10  Anchors

In this chapter, we discuss the regex topics known as anchors and quantifiers.

# packages used in this chapter
library(stringr)

10.1 Anchors

Anchors are metacharacters that help us assert the position, say, the beginning or end of the string.

Anchor Description Example
^ Matches a line starting with the substring. ^New
\\$ Matches a line ending with the substring. y$
^ \\$ Matches a line that starts and ends with substring, i.e., exact match. ^Hi There$
\\A Matches input starting with the substring. \\AHello
\\Z and \\z Matches input ending with the substring. \\Z also matches if there is a newline after the substring. End\\Z

As an example, we will consider a simple character vector universities containing names of some universities.

universities <- c(
  "University of California, Berkeley",
  "University of California, San Francisco",
  "San Francisco State University", 
  "California State University")

universities
[1] "University of California, Berkeley"     
[2] "University of California, San Francisco"
[3] "San Francisco State University"         
[4] "California State University"            

10.1.1 Start of String

Let’s try to detect university names that begin with University. To do this, we use str_detect() from the "stringr" package. Obviously, we need to provide a useful regex pattern that looks for the word University at the beginning of the text. How do we do this? With the caret ^ metacharacter to match for a starting anchor, followed by the string we want to match: "^University"

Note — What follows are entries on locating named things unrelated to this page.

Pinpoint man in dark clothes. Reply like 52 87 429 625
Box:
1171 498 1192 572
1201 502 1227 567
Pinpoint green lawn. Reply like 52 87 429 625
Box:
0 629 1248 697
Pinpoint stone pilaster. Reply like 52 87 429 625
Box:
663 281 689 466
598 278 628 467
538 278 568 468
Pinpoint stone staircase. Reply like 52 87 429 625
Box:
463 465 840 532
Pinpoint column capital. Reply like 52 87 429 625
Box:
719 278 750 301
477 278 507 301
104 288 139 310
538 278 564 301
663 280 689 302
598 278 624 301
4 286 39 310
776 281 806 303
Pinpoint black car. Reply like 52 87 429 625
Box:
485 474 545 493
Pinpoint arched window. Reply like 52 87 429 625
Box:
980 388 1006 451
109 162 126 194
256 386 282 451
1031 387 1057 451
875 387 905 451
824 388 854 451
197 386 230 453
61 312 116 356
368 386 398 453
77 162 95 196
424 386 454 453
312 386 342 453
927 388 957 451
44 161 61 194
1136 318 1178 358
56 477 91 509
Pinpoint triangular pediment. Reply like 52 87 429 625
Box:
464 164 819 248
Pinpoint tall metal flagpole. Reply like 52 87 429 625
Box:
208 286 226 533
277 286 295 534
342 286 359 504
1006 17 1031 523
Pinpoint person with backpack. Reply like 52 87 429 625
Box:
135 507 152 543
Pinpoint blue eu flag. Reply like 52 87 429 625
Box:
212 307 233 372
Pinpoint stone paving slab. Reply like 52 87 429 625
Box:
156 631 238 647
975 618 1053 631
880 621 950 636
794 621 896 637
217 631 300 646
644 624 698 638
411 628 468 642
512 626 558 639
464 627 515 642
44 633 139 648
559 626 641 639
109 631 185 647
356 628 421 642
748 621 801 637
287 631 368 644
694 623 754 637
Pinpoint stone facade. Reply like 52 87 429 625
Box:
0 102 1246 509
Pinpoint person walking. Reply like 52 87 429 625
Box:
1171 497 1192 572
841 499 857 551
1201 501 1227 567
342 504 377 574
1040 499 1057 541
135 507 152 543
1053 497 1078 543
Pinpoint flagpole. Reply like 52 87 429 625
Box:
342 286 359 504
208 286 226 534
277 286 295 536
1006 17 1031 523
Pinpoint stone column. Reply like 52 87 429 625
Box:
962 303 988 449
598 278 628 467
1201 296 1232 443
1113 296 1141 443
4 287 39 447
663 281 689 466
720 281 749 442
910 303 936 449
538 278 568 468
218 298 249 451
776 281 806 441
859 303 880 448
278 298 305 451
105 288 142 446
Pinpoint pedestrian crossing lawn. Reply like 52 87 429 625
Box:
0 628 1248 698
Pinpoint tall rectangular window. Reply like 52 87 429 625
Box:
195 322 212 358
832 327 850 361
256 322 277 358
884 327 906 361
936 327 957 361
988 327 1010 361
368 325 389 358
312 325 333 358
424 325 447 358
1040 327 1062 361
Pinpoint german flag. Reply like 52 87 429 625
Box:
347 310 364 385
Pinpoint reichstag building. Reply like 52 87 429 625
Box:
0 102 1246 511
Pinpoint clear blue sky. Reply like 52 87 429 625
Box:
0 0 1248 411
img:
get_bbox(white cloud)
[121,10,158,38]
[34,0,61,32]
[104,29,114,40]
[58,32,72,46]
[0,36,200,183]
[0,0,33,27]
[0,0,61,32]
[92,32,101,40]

str_detect(universities, "^University")
[1]  TRUE  TRUE FALSE FALSE

As you can tell, only the first and second elements in universities are being matched.

str_extract(universities, "^University")
[1] "University" "University" NA           NA          
universities[str_detect(universities, "^University")]
[1] "University of California, Berkeley"     
[2] "University of California, San Francisco"

10.1.2 End of String

Now let’s try to detect university names that end with the word University. To do this, we have to use the metacharacter $ to indicate the ending anchor, forming the pattern: "University\$".

str_detect(universities, regex("University$"))
[1] FALSE FALSE  TRUE  TRUE

Compared to the previous exmaple, now only the third and fourth elements in universities are being matched.

str_extract(universities, "University$")
[1] NA           NA           "University" "University"
universities[str_detect(universities, "University$")]
[1] "San Francisco State University" "California State University"   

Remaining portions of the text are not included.